One diary entry notes: “It was most interesting, lying in the bush and watching the natives quietly at their day’s work; some women were pounding the bark of trees preparatory to making the coarse native cloth used all along this part of the river, others were making banana flower by pounding up dried bananas, men we could see building huts and engaged at other such work, boys and girls running about, singing, crying, others playing on a small instrument common all over Africa, a series of wooden strips, bent over a bridge and twanged with the thumb and forefinger. All was as it was every day until our discharge of bullets, when the usual uproar of screaming of women took place.”

Even with some criticizing the expedition in Britain, Stairs’ efforts were celebrated locally. An honouring committee established by the mayor of Halifax decided to give him a sword made in London of Nova Scotia steel and the city organized a reception attended by the lieutenant-governor with a military band playing “Here the Conquering Hero Comes.”

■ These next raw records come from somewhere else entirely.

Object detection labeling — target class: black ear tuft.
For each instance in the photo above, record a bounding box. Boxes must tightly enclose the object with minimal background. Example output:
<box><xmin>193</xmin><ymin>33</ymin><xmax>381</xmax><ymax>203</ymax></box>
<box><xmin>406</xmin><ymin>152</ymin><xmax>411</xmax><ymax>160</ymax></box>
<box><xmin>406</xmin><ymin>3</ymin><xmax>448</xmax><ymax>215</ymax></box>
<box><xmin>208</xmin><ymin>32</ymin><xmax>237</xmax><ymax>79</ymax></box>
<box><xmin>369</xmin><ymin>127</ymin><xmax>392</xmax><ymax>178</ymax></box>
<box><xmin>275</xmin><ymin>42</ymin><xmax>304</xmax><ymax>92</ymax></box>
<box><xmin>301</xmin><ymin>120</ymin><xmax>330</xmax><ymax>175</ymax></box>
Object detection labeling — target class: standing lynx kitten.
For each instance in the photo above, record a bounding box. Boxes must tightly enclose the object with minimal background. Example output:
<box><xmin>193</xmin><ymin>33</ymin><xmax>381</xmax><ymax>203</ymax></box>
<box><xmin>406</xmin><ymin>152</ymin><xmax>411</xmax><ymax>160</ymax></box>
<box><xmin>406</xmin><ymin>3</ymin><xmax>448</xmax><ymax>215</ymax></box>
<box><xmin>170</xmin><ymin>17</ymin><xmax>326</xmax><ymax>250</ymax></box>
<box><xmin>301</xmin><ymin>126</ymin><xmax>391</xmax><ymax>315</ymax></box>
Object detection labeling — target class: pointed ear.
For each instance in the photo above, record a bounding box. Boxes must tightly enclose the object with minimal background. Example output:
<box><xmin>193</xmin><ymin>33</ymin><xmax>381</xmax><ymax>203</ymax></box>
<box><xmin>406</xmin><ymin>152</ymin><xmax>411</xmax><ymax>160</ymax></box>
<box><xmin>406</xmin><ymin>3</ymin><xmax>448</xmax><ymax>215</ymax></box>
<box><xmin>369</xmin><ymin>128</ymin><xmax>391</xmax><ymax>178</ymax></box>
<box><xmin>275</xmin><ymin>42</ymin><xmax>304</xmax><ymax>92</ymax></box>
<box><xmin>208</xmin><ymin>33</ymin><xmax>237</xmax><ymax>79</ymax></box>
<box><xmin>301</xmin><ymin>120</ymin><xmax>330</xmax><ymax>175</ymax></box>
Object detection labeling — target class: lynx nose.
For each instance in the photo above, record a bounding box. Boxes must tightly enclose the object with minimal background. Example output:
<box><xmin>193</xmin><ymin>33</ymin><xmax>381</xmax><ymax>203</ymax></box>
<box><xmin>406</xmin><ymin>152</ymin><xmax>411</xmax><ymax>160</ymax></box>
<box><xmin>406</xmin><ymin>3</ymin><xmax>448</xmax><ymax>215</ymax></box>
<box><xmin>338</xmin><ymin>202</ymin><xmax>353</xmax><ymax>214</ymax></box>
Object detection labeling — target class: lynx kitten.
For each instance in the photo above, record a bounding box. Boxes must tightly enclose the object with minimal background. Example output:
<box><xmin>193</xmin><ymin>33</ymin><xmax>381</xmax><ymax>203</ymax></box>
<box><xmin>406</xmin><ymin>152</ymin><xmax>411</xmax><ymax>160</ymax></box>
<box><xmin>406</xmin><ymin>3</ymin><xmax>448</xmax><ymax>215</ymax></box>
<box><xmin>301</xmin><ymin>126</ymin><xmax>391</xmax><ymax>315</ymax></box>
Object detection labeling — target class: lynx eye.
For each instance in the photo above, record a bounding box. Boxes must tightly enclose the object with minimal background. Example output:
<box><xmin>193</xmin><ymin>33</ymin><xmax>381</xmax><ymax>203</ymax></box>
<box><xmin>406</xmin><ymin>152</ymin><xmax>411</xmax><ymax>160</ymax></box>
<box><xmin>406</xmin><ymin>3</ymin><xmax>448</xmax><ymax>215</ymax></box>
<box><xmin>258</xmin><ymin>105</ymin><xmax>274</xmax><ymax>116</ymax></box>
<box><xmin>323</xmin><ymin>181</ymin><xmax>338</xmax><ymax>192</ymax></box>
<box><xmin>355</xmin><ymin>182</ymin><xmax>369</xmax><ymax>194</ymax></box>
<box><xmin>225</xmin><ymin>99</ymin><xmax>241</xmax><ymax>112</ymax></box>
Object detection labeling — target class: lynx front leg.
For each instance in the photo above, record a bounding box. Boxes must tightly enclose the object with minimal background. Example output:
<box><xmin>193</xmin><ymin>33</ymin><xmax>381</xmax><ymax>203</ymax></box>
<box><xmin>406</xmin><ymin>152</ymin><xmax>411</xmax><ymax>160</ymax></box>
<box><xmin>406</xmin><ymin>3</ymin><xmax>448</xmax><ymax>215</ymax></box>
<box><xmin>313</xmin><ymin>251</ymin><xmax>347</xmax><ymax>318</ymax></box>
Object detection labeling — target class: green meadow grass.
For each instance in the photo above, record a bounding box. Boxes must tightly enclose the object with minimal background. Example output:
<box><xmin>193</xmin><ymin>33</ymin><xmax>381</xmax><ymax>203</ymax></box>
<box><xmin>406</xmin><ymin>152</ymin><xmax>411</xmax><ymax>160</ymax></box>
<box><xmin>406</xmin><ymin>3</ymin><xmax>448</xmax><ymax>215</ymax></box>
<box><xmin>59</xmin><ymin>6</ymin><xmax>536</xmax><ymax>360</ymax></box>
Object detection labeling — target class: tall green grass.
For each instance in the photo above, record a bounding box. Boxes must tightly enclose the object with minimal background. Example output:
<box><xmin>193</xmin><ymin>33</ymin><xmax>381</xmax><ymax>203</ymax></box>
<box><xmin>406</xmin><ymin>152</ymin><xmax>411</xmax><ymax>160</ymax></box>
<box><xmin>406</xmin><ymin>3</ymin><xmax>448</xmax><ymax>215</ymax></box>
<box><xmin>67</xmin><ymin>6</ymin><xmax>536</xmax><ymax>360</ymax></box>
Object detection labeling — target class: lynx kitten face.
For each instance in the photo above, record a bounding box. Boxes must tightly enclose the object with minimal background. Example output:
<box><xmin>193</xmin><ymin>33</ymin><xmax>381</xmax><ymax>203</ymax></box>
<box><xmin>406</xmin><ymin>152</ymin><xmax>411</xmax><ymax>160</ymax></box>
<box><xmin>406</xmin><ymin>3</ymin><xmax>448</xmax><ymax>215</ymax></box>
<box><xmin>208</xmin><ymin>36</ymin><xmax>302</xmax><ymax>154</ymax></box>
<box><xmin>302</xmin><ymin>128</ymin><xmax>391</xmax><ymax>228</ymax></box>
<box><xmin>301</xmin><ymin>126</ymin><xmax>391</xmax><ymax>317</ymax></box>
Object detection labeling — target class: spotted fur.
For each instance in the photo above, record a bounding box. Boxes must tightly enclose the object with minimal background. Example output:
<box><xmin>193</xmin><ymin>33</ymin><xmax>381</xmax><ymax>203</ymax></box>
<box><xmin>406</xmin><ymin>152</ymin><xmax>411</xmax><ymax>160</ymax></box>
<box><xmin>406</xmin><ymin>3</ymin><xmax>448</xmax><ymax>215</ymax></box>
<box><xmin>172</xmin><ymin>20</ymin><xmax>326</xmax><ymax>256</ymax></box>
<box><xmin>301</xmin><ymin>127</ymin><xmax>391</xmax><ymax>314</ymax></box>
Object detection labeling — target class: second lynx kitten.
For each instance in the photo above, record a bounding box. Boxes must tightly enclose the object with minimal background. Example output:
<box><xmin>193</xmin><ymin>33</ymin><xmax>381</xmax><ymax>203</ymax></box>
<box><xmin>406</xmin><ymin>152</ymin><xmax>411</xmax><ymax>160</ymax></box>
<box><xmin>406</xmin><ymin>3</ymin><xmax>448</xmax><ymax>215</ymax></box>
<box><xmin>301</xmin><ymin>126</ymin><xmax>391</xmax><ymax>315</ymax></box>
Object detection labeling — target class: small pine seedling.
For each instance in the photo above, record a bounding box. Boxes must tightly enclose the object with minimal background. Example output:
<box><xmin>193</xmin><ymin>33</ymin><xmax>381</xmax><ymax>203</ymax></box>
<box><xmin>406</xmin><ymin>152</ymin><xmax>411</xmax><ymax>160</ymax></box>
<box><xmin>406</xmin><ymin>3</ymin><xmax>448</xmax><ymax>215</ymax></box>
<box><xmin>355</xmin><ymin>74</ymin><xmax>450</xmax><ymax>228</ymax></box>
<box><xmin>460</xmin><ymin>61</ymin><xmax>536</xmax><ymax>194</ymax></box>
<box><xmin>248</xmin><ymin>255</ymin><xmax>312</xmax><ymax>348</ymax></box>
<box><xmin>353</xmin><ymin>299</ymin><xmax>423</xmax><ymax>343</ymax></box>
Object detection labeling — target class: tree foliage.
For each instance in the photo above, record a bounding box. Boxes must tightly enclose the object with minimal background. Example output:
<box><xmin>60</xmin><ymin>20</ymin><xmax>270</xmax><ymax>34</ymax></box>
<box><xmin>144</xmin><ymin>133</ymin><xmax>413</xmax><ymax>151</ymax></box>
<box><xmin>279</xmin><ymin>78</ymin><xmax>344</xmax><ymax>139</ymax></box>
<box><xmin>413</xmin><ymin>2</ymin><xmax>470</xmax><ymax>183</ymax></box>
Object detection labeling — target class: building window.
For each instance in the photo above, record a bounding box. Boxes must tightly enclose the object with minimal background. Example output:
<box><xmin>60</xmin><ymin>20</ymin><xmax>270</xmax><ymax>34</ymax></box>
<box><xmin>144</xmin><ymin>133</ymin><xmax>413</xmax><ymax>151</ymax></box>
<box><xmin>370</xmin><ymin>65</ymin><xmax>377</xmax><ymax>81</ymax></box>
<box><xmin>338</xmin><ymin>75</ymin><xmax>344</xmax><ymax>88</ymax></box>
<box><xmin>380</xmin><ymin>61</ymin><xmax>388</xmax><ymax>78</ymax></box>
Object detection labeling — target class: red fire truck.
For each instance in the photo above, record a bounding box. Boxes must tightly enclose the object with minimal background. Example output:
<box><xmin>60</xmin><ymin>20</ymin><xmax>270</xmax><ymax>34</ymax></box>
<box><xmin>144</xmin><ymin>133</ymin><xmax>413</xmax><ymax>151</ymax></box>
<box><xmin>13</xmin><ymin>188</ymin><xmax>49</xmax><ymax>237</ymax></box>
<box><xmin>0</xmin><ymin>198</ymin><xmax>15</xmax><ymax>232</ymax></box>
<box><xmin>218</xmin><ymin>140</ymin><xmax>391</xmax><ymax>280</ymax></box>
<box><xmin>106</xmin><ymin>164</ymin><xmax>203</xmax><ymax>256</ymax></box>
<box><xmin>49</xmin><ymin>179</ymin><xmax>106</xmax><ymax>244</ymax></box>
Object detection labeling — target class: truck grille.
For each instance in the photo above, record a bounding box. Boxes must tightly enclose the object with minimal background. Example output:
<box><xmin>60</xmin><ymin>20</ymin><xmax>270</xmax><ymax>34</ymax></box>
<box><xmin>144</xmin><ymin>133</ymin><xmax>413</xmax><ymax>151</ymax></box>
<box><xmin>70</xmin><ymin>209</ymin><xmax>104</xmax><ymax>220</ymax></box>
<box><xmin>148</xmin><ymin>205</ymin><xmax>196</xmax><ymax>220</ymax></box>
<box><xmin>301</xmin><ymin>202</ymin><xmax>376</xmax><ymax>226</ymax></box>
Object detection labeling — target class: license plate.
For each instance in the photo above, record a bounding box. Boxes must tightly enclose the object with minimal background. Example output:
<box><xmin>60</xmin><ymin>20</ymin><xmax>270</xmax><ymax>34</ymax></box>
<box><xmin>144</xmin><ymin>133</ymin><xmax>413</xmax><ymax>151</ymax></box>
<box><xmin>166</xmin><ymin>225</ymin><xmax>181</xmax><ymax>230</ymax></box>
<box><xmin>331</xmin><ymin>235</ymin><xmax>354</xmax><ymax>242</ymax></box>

Within two years of the Emin Pasha Relief Expedition, Stairs helped Belgian King Leopold II conquer the resource-rich Katanga region of the Congo. He headed up a heavily armed mission that swelled to 2,000.

The goal of the expedition was to extend Leopold’s authority over the Katanga region and to get a piece of the copper, ivory and gold trade. Stairs’ specific objective was to get Msiri, the ruler of the region, “to submit to the authorities of the Congo Free State, either by persuasion or by force.”

The expedition accomplished its principal objective. Stairs had Msiri killed and threatened Msiri’s brothers with the same fate unless they accepted Leopold as sovereign.

While Stairs died during the expedition, his mission to Katanga added 150,000 square kilometres to Leopold’s massive Congo Free State. In a bid to extract rubber and other commodities from his personal colony, Leopold instituted a brutal system of forced labour that caused millions of deaths from direct violence, as well as starvation and disease, between 1891 in 1908.

While it may be discomforting to admit it, Halifax has contributed to African impoverishment.

This article first appeared in the Halifax Chronicle Herald.